The Court of Appeal also relied on Order 3 rules 6 and 7 of the Federal High Court (Civil Procedure) Rules, 2009, to the effect that any person who claims “to be interested under a deed, will enactment or other written instrument” or who claims “any legal or equitable right in a case where the determination of the question whether such a person is entitled to the right depends upon a question of construction of an enactment” is entitled to seek declaratory reliefs by Originating Summons.
Finally, the Court of Appeal dismissed the allegation of collusion between the NNPC and the FIRS; it held that a person, body or authority that instituted an action in a Court of Justice to protect or secure statutory or constitutional rights, privileges, or immunity, etc, could not be said to be acting in collusion.
On the face of it, there is logical internal consistency to the decision of the Court of Appeal. On the other hand, the problems with the decision seem to stem more from what it overlooks than what it actually decided. It is true, for example, that Order 3 Rule 6 of the Federal High Court Rules allows a person to commence action by Originating Summons if he claims “to be interested under a deed, will enactment or other written instrument”. It would have been more helpful, however, if the court had undertaken a more detailed examination to conclude that “other written instrument” in that language encompasses an arbitration agreement or to decide whether it is to be interpreted more restrictively.
The predication on Order 3 Rule 7 of the same provision, that a person is entitled to commence action by Originating Summons if the interpretation of an enactment is in issue, appears stronger. Nevertheless, a consideration of other factors which the court seemed not to take into account would suggest that even that is not really as strong as it appears in the circumstances of a third party challenge to an arbitration agreement.
Arguably, the most critical factor that was overlooked or at least insufficiently considered is in terms of the provisions of the Nigerian Arbitration and Conciliation Act. In the first place, section 34 of that Act provides that a court shall not intervene in any matter governed by the Act except where so provided in the Act itself. The Preamble to the Act says that its purpose is “to provide a unified legal frame work for the fair and efficient settlement of commercial disputes by arbitration and conciliation” and also to make the New York Convention on the Recognition and Enforcement of Arbitral Awards applicable in Nigeria. Following on from the Preamble and considering its specific provisions, it is fairly clear that matters governed by the Act include arbitration agreements, arbitral proceedings as well as the recognition and enforcement of arbitral awards.
Section 4 of the Arbitration and Conciliation Act provides that if an action which is the subject of an arbitration agreement is brought before a court the court shall stay its proceedings if so requested by a party who makes the request not later than when filing his statement on the substance of the dispute. An interesting observation about the language of section 4 is that its focus seems to be on the parties before the court and not necessarily the parties to the relevant arbitration agreement; compare for example section 5 of the same Act which clearly focuses on circumstances when the parties before the court are also the parties to the arbitration agreement. Nevertheless, the terms of section 4 give us an indication of how the Court of Appeal might have approached the instant case differently.

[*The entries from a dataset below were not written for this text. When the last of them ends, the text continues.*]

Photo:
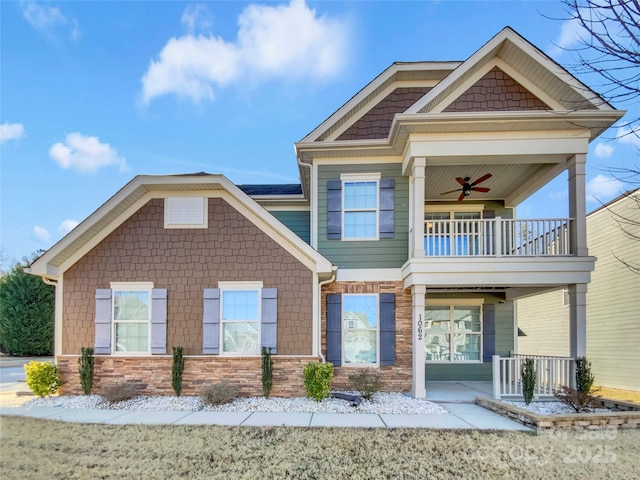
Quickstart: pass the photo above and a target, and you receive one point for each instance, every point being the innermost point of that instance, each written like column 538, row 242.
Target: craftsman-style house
column 399, row 250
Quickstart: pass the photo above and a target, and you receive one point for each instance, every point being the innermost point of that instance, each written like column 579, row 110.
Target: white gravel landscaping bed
column 551, row 408
column 381, row 403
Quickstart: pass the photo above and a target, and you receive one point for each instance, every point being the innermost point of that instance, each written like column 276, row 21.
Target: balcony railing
column 497, row 237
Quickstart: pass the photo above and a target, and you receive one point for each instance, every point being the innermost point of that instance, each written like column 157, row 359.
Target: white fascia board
column 497, row 271
column 507, row 146
column 368, row 275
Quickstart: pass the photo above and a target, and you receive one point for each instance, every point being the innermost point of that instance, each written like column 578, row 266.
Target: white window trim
column 235, row 286
column 205, row 213
column 130, row 287
column 361, row 177
column 343, row 330
column 452, row 303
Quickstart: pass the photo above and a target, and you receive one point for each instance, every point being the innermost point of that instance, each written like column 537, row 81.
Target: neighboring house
column 384, row 256
column 613, row 317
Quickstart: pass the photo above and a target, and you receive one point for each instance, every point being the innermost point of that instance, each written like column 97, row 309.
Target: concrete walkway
column 463, row 416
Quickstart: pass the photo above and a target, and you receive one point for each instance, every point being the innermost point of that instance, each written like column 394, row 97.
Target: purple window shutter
column 387, row 199
column 334, row 210
column 387, row 329
column 159, row 321
column 334, row 329
column 211, row 321
column 269, row 323
column 102, row 345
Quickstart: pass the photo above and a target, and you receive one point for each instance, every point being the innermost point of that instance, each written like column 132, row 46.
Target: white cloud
column 603, row 150
column 85, row 154
column 629, row 136
column 11, row 131
column 196, row 18
column 48, row 20
column 282, row 42
column 66, row 226
column 41, row 233
column 602, row 188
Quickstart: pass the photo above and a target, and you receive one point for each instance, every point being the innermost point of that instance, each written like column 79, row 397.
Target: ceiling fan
column 467, row 187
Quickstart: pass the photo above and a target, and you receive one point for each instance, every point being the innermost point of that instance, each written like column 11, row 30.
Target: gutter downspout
column 320, row 285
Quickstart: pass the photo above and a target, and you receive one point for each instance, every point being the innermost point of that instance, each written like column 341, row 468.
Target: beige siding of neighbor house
column 613, row 298
column 613, row 301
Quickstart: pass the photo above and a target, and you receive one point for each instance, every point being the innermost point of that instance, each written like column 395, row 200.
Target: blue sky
column 94, row 93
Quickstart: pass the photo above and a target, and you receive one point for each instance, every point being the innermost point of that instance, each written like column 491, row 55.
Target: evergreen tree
column 26, row 314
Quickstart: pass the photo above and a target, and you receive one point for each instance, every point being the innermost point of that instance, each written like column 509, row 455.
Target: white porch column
column 577, row 205
column 416, row 212
column 578, row 320
column 417, row 300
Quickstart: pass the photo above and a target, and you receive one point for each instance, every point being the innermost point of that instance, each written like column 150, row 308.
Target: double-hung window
column 453, row 333
column 240, row 317
column 360, row 314
column 131, row 303
column 360, row 207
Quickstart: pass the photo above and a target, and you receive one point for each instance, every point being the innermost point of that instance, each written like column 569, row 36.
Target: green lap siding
column 386, row 253
column 478, row 371
column 299, row 222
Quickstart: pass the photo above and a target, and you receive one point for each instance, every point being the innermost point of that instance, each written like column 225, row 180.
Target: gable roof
column 135, row 194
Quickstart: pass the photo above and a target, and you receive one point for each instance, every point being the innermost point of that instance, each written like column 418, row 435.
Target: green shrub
column 43, row 378
column 121, row 391
column 267, row 371
column 218, row 393
column 26, row 314
column 86, row 369
column 367, row 382
column 317, row 380
column 584, row 377
column 528, row 373
column 176, row 370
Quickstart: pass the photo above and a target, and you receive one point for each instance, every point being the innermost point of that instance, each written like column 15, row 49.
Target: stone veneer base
column 574, row 421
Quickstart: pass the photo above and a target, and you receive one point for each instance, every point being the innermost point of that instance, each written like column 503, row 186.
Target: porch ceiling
column 506, row 178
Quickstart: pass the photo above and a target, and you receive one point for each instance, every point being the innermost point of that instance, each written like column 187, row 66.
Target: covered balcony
column 497, row 237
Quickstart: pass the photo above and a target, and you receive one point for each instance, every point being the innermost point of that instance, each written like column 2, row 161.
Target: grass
column 43, row 449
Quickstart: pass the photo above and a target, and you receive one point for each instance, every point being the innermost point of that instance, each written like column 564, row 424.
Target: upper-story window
column 360, row 209
column 185, row 212
column 360, row 206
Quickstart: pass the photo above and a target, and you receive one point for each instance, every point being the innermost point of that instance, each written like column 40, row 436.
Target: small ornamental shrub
column 528, row 373
column 367, row 382
column 267, row 371
column 317, row 380
column 43, row 378
column 86, row 369
column 176, row 370
column 581, row 398
column 584, row 377
column 121, row 391
column 218, row 393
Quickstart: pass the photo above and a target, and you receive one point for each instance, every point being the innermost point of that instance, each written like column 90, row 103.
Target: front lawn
column 43, row 449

As alluded to earlier, the focus of the Court of Appeal was principally on whether the FIRS had locus standi to bring the Originating Summons before the court. In fairness, it also seems that this was the first line of argument pursued on behalf of the oil companies. However, the fact that a party before a court might have locus standi and might be properly before the court is not of itself sufficient to deprive the court of its ability to exercise its jurisdiction to stay the proceedings. The terms of section 4 of the Arbitration and Conciliation Act contemplate that the parties in the action before the court might be properly before the court; hence it says that the party seeking a stay of proceedings must do so no later than when it submits its first statement on the substance of the dispute. It is also important to bear in mind the use of the imperative “shall” in section 4 i.e. the court “shall” stay its proceedings which suggests, at least prima facie, that the court must stay its proceedings following a prompt request.

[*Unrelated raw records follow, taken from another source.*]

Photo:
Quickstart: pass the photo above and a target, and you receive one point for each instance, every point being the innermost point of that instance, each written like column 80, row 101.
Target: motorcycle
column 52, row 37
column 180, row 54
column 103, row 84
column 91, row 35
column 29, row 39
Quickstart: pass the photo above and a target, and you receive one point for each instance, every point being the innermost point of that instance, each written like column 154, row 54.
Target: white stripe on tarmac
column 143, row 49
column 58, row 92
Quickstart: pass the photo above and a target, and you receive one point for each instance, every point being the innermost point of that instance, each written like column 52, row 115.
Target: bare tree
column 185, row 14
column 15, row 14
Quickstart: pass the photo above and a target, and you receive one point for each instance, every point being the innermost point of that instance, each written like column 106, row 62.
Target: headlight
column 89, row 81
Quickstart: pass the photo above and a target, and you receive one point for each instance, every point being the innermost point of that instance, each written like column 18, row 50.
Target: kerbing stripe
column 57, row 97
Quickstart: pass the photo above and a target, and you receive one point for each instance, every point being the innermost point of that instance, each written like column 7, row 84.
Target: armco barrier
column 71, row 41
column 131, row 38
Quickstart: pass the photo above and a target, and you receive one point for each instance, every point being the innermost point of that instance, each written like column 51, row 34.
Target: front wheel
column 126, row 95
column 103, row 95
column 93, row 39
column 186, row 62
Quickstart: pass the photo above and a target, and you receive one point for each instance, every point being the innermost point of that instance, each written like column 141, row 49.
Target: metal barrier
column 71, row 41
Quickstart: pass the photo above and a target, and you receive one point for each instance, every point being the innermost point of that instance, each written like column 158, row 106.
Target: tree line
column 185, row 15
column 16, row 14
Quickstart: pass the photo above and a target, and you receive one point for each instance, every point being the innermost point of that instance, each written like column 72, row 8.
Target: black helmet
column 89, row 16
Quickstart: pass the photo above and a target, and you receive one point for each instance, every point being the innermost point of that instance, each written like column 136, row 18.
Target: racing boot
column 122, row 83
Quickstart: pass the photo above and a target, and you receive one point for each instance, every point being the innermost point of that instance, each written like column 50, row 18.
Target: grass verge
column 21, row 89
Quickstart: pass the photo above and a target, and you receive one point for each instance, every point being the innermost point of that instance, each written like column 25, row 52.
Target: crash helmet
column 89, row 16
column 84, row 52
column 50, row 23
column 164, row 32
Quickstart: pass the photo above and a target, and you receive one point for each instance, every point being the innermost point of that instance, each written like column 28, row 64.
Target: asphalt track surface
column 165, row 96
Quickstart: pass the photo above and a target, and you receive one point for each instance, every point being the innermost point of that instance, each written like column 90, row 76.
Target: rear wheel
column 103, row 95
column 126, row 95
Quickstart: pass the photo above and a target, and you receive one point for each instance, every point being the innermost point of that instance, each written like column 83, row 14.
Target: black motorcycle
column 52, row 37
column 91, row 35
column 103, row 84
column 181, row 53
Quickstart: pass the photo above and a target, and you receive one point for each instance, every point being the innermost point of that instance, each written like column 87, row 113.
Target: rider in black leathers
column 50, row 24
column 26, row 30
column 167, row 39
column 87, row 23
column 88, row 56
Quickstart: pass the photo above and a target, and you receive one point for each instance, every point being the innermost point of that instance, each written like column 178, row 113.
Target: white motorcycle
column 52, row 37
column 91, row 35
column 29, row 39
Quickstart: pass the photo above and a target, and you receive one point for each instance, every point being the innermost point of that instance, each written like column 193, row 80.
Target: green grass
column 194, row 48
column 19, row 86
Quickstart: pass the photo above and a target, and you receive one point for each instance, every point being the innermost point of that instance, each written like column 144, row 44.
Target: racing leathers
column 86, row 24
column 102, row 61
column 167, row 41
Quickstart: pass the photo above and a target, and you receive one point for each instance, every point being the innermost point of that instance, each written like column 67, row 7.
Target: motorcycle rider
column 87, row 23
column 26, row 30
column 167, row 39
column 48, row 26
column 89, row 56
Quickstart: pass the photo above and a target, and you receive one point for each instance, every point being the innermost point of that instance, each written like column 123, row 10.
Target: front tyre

Beyond section 4, the Arbitration and Conciliation Act also provides in section 12 that an arbitral tribunal shall be competent to rule on matters pertaining to its own jurisdiction. Ordinarily, this suggests that it is for the tribunal to decide on its own jurisdiction; however, it may be argued that this is not a total preclusion in all circumstances of the ability of courts to rule on the jurisdiction of an arbitral tribunal. The Court of Appeal pointed to the example of the Panalpina case where the Supreme Court held that the Arbitration Board lacked or exceeded jurisdiction. Another argument that may be raised along this line might depend on section 35 of the Act (also mentioned by the Court of Appeal) which provides that the Act’s provisions do not affect any other law by which certain disputes are not arbitrable or are only arbitrable on stated conditions. On the other hand, there is one important distinction from the Panalpina case which the Court of Appeal did not seem to address directly. The Panalpina case concerned a situation where an award had already been made whereas the present case is to prevent the holding of arbitral proceedings at all.
In light of the foregoing, while the Court of Appeal’s decision that the FIRS had locus standi in respect of the Originating Summons before the Federal High Court has a consistent logic to it, the decision’s main shortcoming is in terms of inadequate consideration of directly relevant provisions of the Arbitration and Conciliation Act. Specifically, the court should have paid attention to the provisions that require the lower court to stay its own proceedings, irrespective of whether the parties have locus standi and are properly before the court, at the request of a party who acts promptly when the matter before the court is the subject of arbitral proceedings.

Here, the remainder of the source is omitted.